On this day in June, the children's games seemed to have a waiting quality, as if they were expecting something unusual to happen to break the calm of the summer day's spell. When the city 'bus paused to let out a passenger, the expectancy rose to its highest pitch.
"Auntie Una, Auntie Una!" The three freckled Ford boys pelted down the porch steps and along the sidewalk to throw themselves pell-mell on the tall, sweet-faced, black-haired woman coming up the walk from the 'bus stop. Their older sister Leslie followed at a pace that was only slightly more sedate.
Aunt Una submitted happily to the violent bear hugs of the boys and kissed Leslie on the cheek. "Walter, you're nearly as tall as I am! And Gilbert, you're catching up to him!" Taking four-year-old Leo by the hand, she looked at Leslie. "How old are you now, my dear? Fourteen? You look just as your mother did at that age, and you have her coppery hair and creamy skin. I predict by the time you're eighteen you'll be as lovely as she is."
Leslie blushed. "Do you think so, Auntie Una? Mother is so -- so -- she always walks as if she were about to fly. Will I really be like her?"
Una Meredith smiled. "You will. When Rilla was fourteen she was incredibly gangly. Jem and Walter -- her brothers -- used to call her Spider. She hated it." Her dark blue eyes, always shy except with children, smiled too, and dimples flashed at each corner of her mouth.
"I heard that!" said Rilla Ford, coming to the kitchen door as they came up the steps. "Come inside and have a cup of tea, Una. It's so good to see you! It's been months!"
"We know all about Mother's brothers," said nine-year-old Gilbert, as he clumped up the steps, forgetting as usual to wipe the mud from his boots. "We see Uncle Jem and his family every time we visit Grandma and Grandpa at Ingleside."
"And I'm named for Uncle Walter! He died in the war," added Walter. Only Leslie and her mother noticed the shadow that clouded Una's face at the mention of the older Walter.
"And I'm named for Grandmother Ford," interposed Leslie, quickly. "Do you know her, Auntie Una?"

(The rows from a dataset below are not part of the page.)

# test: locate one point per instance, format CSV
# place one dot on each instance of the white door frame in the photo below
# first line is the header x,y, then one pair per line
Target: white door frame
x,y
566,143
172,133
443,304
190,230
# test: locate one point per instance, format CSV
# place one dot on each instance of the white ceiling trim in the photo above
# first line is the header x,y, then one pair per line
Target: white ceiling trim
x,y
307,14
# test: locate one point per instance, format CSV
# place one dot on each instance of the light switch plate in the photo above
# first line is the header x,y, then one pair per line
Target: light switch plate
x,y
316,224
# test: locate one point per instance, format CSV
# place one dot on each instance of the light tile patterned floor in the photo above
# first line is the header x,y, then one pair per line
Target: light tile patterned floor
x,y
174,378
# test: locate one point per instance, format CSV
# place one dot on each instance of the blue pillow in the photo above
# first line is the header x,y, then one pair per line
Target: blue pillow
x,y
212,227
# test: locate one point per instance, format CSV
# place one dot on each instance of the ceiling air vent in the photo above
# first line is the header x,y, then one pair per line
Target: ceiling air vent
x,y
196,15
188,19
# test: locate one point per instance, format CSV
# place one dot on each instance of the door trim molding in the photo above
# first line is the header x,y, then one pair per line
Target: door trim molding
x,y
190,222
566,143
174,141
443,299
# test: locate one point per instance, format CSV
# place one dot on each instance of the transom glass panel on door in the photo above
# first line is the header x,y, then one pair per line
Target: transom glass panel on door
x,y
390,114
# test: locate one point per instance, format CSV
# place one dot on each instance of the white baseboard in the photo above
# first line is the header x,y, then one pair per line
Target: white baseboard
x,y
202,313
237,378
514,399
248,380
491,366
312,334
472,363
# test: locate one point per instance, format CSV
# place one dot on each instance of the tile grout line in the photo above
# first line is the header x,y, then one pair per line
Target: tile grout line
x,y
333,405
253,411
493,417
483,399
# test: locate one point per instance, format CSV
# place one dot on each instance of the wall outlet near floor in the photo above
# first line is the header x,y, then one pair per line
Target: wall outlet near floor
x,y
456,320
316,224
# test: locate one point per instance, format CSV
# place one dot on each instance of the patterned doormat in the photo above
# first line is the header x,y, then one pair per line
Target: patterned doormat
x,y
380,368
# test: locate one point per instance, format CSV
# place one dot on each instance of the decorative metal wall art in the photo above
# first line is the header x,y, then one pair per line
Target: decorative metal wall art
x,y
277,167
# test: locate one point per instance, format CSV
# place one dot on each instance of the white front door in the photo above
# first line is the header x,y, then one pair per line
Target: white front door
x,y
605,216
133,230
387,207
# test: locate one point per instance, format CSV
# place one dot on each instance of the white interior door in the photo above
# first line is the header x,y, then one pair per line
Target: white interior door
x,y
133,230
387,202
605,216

"I saw her whenever your father's family came to visit the old House O' Dreams at Four Winds. Even as a little girl, your mother was only interested in your father," said Una, a mischievous smile brought out her dimples again. "But I used to stare at your Grandmother Ford. She was the loveliest woman I ever saw. Your Grandmother Blythe said it was because she'd known full measure of both sorrow and joy."
"And I'm named for Una and the lion!" shouted Leo, ignoring the adult talk over his head. "Do you have a real lion, Auntie Una?"
"No, dear. That was a different Una, in a very old story." Una rumpled his hair as he scrambled off her lap, shouting, "I'm a real lion! Rrroowwrr!"
"Scoot, you wild animals! If you're going to play circus, play outside!" said his mother, putting down the teacups and opening the side door pointedly. Leo and Gilbert ran out, but Walter lingered behind. "No one *really* has a lion in their house," he said, scornfully, in the voice of one who has put away childish things, at the mature age of twelve. "But, Auntie Una, you don't have any children, either, do you?"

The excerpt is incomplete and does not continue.